Sun glint in hyperspectral images (HSIs) leads to undesirable spectral interference, which severely affects subsequent image interpretation, such as environmental monitoring of coastal areas. Sun glint removal methods aim to recover a high quality image without sun glint from the original image. Most methods depend on an assumption that the near infrared band is strongly absorbed by water. However, this assumption is not always reliable because the infrared radiation in shallow or turbid water can be reflected back by the seabed or sediment, rather than being fully absorbed. Therefore, the reflected infrared radiation still contains sun glint and these methods cannot sufficiently remove sun glint from HSIs. To address this problem, a texture-aware total variation (TATV)-based method is proposed to remove sun glint from HSIs. The original HSI first is formulated as a desired clean image and a sun glint image. Then, in order to remove the sun glint, we propose a variational model where the different spectral characteristics of sun glint and other surrounding materials are considered. Specifically, we propose a texture-aware total variation regularized method to heavily penalize the variation of the sun glint areas. Experiments performed on simulated and real data sets demonstrate that our method can greatly outperform other state-of-the-art methods in removing sun glint.

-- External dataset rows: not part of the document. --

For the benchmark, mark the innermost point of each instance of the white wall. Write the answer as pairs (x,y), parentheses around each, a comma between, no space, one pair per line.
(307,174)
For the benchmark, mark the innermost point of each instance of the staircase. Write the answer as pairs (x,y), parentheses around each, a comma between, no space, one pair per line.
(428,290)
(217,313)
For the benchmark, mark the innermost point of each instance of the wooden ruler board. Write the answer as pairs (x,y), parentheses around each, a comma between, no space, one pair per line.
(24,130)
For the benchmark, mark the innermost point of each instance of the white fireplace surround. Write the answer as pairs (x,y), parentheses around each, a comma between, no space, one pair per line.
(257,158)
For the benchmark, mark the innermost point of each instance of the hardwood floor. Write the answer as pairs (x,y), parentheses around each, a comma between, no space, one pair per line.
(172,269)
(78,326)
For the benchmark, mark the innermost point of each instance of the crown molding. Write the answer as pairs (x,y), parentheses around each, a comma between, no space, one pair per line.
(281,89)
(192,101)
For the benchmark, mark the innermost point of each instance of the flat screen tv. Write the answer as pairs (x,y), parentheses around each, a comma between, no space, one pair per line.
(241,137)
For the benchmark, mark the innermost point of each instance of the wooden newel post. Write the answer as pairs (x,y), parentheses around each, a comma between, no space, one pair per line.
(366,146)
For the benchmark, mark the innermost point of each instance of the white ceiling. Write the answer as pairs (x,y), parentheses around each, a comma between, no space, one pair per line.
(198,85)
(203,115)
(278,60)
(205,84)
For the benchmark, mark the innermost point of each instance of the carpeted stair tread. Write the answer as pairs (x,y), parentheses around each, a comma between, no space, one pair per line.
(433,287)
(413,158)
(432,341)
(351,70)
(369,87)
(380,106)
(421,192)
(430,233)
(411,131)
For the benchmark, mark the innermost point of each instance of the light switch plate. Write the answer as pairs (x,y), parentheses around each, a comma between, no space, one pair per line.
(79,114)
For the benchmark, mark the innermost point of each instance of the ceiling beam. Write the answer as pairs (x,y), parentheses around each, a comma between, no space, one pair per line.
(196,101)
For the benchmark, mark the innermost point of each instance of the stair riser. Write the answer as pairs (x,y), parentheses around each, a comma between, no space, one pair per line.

高光谱图像（HSI）中的太阳眩光会导致不良的光谱干扰，从而严重影响后续的图像解释，例如沿海地区的环境监测。去除太阳光的方法旨在恢复高质量图像，而原始图像中没有太阳光。大多数方法取决于一个假设，即近红外波段会被水强烈吸收。但是，这种假设并不总是可靠的，因为浅水或浑浊水中的红外辐射可能会被海床或沉积物反射回去，而不是被完全吸收。因此，反射的红外辐射仍然包含阳光闪烁，并且这些方法不能从HSI中充分去除阳光闪烁。为了解决这个问题，提出了一种基于纹理感知的总变化量（TATV）的方法，以消除HSI中的太阳眩光。首先将原始HSI公式化为所需的干净图像和阳光闪烁图像。然后，为了消除太阳闪烁，我们提出了一个变分模型，其中考虑了太阳闪烁和其他周围材料的不同光谱特征。具体来说，我们提出了一种纹理感知的总变化正则化方法，以严厉惩罚太阳闪烁区域的变化。在模拟和真实数据集上进行的实验表明，在消除太阳眩光方面，我们的方法可以大大胜过其他最新方法。我们提出了一种纹理感知的总变化正则化方法，以严厉惩罚阳光闪烁区域的变化。在模拟和真实数据集上进行的实验表明，在消除太阳眩光方面，我们的方法可以大大胜过其他最新方法。我们提出了一种纹理感知的总变化正则化方法，以严厉惩罚阳光闪烁区域的变化。在模拟和真实数据集上进行的实验表明，在消除太阳眩光方面，我们的方法可以大大胜过其他最新方法。